D&D: Character's Backstory

July 20, 2018

So, you want to create your Dungeons and Dragons character. You have come to the right place!

If you're following the Player's Handbook, you already know you'll need to choose at least a race and subrace, class and subclass, and background. You'll also need a name for your character, as well as to decide their gender and approximate age. You can also decide (or roll) for their height and weight and choose other physical characteristics for them, which will help you describe your character to the DM and the other players. Some Dungeon Masters might even ask you to choose an alignment, personality trait, ideal, bond and flaw.

Even though it may seem a bit time consuming (and maybe daunting) to come up with all of this on your own (especially if it's your very first or one of your first D&D characters), the truth is you'll find on the Player's Handbook all the information you'll need about all of these topics, allowing you to read the thorough descriptions and choose the ones that you think might best suit your character. There are even online resources that make this task even easier, like lists with all the personality traits, ideals, bonds and flaws compiled into one page, for easier research. And, if you're a bit more adventurous or a more experienced player, you can also find plenty of custom homebrew (fan-made) races, classes, and backgrounds online for you to play with.

However, there is one last thing you will need for your character: their backstory.

But what about the backstory? A character's backstory serves mainly two purposes: it allows you as a player to get to know your character better, which will allow you to more easily and intuitively roleplay them, but it also gives the DM some information he or she might want to incorporate into the story, solidifying your character as being a part of the world, and thus increasing the players' engagement.

While it's true that there are also a few resources (such as The Ultimate RPG Character Backstory Guide by James Damato), coming up with a good backstory can certainly be a bit trickier than coming up with the rest of the things for your character.

However, coming up with a backstory for your character helps you have a better understanding of who they are as a person, as well as their hopes, dreams, and fears, thus allowing you to better roleplay them during the D&D sessions.

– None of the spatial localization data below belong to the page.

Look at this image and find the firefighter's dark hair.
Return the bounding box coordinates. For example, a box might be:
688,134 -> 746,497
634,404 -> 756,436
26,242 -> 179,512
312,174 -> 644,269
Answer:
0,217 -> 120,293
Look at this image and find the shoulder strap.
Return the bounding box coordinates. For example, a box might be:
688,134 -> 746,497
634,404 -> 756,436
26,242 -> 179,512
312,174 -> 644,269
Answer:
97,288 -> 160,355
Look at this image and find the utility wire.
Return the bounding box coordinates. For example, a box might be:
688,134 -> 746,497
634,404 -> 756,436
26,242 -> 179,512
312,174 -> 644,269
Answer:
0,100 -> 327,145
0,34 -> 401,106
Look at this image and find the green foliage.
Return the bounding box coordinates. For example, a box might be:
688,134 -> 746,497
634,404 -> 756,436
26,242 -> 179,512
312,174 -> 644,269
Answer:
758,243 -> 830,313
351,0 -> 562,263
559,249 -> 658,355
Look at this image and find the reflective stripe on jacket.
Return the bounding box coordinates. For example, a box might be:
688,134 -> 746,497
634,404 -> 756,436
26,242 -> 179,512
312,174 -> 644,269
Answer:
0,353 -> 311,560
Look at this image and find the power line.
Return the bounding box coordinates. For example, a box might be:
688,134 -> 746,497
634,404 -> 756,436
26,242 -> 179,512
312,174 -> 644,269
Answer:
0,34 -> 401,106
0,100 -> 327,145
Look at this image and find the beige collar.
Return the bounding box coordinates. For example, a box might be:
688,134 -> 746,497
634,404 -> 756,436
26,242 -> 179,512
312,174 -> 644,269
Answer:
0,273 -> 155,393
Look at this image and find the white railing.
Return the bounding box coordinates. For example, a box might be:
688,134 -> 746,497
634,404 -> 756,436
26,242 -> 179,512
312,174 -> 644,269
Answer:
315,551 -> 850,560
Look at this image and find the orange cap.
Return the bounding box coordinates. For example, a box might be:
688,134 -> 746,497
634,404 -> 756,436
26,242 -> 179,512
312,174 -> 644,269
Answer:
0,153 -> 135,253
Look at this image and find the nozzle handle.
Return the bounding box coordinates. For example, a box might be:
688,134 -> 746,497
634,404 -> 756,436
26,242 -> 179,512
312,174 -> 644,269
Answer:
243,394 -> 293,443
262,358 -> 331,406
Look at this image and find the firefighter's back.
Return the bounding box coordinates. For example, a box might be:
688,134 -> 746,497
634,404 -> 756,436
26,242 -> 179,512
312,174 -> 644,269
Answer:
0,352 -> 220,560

The complexity of your character's backstory will also depend on how much time you have to create one. Are you creating a backstory for a session you'll be having in one or two weeks? Or did your regular session not happen for some reason and you all decided to just play a one-shot instead? If that's the case, and you're trying to come up with a quick backstory for a last minute game, Bacon has 6 basic questions you can easily answer to create a neat backstory for any character, even if you're making one in the nick of time:

1. Where was the character born?
2. Who are their parents?
2.1 Are the parents/family still alive?
3. What was your character doing before the adventuring life?
4. Why did your character leave their previous life?
5. What did your character leave behind?
6. What does your character want? (motivations)

The first five questions help you design a proper backstory for your character, while the last one helps you set up for their future.

If you have a bit more time to work on a more elaborate backstory, there's also the 20 Questions To Deep Character Creation article, which is quite good.

Another crowd favorite is having people other than your character's family. Did your character have any love interest? Any friends? Any childhood rivals? Most DMs love these little details, as it's something extra they might want to use somewhere down the line. Also, these don't necessarily need to be human. Did you leave behind a dog or cat because you suddenly became allergic to them? Did you grow up surrounded by blink dogs because your parents were Beastmasters or breeders of exotic creatures? Just food for thought.

However, there is something else I personally like to do when I'm creating more elaborate backstories when I have some extra time: use them to explain my character sheet. Is my character proficient with a specific tool or instrument? Can they speak an exotic language? Are they carrying an unusual item? I try to include in my background a small explanation for these things.

What about you? How do you usually come up with backstories for your characters?